En el bastidor inclinado del vidriero se nos muestran sucesivamente las tablas del rigor y de la bienaventuranza. Un envolvente vendaval cuando la diosa, haciéndose, se refleja. Una entrecortada y creciente inundación, cuando el cosmos se agita en el espejo traspasado.

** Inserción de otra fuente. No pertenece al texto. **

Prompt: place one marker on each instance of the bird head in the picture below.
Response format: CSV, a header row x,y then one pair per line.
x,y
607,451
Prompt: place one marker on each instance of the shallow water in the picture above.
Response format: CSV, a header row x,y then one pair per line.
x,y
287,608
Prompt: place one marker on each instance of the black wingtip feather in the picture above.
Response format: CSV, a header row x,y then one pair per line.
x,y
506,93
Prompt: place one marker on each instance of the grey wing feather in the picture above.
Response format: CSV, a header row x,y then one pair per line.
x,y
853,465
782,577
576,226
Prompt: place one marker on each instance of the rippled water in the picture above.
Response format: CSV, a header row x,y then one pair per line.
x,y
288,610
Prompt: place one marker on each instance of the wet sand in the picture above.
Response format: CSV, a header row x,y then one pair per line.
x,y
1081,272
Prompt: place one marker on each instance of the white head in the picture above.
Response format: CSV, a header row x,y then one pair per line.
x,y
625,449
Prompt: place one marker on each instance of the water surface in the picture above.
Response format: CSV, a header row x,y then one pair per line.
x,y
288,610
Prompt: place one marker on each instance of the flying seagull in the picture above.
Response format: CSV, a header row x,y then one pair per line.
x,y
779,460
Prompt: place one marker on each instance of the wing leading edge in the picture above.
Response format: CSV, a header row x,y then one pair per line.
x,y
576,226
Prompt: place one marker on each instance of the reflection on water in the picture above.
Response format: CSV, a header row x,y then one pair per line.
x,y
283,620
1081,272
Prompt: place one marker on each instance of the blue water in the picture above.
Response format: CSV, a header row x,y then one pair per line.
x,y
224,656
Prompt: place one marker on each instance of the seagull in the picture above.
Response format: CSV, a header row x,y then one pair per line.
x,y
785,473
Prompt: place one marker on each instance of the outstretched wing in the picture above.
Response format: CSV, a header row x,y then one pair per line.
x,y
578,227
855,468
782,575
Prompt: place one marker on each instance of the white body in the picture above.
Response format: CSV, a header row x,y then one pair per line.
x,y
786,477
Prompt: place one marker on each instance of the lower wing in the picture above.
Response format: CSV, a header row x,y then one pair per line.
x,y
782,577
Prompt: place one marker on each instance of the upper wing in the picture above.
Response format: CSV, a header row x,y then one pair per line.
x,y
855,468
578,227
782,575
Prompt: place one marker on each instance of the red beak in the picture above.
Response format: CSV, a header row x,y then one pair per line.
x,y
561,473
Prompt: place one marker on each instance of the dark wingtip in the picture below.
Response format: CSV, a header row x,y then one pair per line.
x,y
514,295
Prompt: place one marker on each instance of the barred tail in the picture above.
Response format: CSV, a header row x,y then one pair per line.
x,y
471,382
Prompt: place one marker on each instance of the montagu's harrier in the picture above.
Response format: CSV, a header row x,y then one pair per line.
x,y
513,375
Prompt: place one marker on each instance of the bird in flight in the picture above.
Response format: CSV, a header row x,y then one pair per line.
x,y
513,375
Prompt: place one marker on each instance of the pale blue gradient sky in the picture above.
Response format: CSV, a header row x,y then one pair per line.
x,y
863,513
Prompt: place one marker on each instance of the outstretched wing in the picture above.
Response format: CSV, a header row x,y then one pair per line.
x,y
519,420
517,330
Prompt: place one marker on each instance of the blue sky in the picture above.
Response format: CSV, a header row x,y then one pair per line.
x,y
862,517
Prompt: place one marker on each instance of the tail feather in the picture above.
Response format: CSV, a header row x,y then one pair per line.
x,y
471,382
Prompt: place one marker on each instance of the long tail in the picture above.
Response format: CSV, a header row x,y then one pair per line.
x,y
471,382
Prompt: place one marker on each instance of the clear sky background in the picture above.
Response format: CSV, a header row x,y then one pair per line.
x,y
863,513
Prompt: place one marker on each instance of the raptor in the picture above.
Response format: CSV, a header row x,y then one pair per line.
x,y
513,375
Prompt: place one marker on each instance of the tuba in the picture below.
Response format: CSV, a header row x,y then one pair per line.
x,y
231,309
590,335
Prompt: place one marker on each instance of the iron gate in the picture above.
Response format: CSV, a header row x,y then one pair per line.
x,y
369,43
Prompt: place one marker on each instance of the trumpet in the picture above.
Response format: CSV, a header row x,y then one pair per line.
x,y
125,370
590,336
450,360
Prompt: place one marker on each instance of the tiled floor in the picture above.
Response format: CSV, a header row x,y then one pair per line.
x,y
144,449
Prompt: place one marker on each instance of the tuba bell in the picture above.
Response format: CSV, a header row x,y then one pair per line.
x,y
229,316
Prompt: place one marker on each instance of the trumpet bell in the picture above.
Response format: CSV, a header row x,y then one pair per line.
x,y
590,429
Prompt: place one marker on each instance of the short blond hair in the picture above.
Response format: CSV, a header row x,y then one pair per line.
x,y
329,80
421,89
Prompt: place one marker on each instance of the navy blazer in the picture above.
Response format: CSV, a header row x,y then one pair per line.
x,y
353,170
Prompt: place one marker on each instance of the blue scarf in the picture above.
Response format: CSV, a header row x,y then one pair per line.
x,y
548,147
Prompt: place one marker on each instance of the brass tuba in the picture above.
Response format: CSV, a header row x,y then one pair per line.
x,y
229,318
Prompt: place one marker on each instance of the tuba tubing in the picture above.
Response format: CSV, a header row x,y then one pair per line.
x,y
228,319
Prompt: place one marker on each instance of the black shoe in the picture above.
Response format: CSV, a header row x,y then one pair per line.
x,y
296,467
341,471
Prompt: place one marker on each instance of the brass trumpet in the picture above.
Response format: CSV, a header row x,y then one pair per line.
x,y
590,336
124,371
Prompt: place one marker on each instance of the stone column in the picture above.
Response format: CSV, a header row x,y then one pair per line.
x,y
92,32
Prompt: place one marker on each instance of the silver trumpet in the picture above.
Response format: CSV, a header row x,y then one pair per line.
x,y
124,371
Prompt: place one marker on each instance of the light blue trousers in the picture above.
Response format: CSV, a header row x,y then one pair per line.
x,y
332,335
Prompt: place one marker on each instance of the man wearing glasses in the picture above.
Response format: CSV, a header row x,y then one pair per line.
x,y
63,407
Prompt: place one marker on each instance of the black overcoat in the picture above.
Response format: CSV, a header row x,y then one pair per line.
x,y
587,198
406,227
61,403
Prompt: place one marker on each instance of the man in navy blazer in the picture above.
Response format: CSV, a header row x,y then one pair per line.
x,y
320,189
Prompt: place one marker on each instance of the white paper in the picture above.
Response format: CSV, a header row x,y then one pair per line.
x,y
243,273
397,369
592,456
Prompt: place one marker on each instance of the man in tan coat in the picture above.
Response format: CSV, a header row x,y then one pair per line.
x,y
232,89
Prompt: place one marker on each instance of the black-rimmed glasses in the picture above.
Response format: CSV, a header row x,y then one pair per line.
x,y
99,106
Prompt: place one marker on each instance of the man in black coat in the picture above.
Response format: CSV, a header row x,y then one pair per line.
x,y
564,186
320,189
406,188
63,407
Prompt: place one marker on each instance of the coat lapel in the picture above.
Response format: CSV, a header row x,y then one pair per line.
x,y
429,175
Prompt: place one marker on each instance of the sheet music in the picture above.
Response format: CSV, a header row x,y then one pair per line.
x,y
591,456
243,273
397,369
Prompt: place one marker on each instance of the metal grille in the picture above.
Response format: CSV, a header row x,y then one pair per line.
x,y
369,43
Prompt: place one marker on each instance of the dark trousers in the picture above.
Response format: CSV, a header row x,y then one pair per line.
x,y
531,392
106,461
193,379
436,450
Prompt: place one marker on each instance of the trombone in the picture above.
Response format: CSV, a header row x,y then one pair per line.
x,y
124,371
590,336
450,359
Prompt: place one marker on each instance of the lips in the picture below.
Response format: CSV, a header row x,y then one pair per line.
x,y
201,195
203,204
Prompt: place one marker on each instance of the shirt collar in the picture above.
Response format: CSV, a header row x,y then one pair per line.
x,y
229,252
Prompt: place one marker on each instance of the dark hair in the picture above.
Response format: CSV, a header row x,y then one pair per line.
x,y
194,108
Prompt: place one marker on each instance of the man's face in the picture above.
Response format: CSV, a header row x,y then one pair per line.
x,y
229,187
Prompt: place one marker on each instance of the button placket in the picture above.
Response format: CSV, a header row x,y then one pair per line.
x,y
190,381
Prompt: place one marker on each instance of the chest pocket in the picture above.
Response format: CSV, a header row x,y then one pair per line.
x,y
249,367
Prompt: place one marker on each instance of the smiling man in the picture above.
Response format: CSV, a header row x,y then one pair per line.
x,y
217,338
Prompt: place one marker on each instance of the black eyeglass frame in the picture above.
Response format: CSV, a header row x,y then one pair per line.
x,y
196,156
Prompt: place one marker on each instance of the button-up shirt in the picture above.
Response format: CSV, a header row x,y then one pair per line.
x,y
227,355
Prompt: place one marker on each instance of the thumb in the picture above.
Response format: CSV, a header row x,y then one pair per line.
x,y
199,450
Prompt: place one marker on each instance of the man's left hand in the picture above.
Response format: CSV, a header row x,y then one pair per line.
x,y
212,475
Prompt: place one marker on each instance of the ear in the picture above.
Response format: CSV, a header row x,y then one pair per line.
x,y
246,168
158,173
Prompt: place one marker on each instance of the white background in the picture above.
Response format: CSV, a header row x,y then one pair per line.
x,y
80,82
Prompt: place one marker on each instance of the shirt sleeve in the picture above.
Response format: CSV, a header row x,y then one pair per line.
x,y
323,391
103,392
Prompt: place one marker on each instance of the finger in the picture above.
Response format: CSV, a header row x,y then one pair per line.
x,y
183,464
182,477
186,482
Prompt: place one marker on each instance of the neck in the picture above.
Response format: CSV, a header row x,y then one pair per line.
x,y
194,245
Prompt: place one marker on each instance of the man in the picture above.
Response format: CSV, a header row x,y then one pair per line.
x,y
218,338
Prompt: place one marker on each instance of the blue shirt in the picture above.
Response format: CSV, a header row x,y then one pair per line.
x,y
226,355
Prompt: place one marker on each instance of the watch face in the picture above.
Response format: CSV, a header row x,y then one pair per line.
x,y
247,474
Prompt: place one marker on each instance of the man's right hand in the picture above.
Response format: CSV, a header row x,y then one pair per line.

 Vértices del mágico rectángulo: dentro, fuera, superficie impoluta, sexo-pincel. En todo caso transparencia de quien logró conciliar vida y pintura, de quien permaneciendo en fervorosa disponibilidad -adolescencia y senectud conjuntadas- pinta la permanencia entre el nacimiento y la extinción. Pero no solamente el estado de gracia, sino también la libertad del vaivén entre la atada y explosiva forma primigenia y la expansión sin fronteras de un elástico ámbito sin cesar reconstruido. Renovado llenar donde la concentración y la expansión se reúnen, no ya en el interior gris-pardo de los cristales enloquecidos, sino en el latigazo y en la maraña de los impulsos inconclusos. Encadenamiento, solicitación, cortocircuito, aproximación. Conflicto permanente entre lo abierto y lo cerrado, el color y la estructura, lo líquido y lo corpóreo, la lisura y la aspereza. Dócil intensidad de cada paso, desgarrada y reflexiva bravura. Fraternidad de la historia y ceguera del presente. Fruto del combate: bidimensionalidad sin reproche, persistencia del espejismo. La ostra gris y nacarada, el ácido limón, el podrido humus otoñal, el color indecible de la aurora, se conjugan en la lentitud deseada y en el temido vértigo del instante. Pintura haciéndose, milagroso castillo cuajándose, respiración detenida.

 Razón del monstruo. Convulsión de la mirada. Atravesando andamio o guillotina. En la amplia factoría, junto a la mesa del quirófano, flota, como un altar sacrifical, el espléndido caballete de De Kooning esperando el despertar de las estaciones.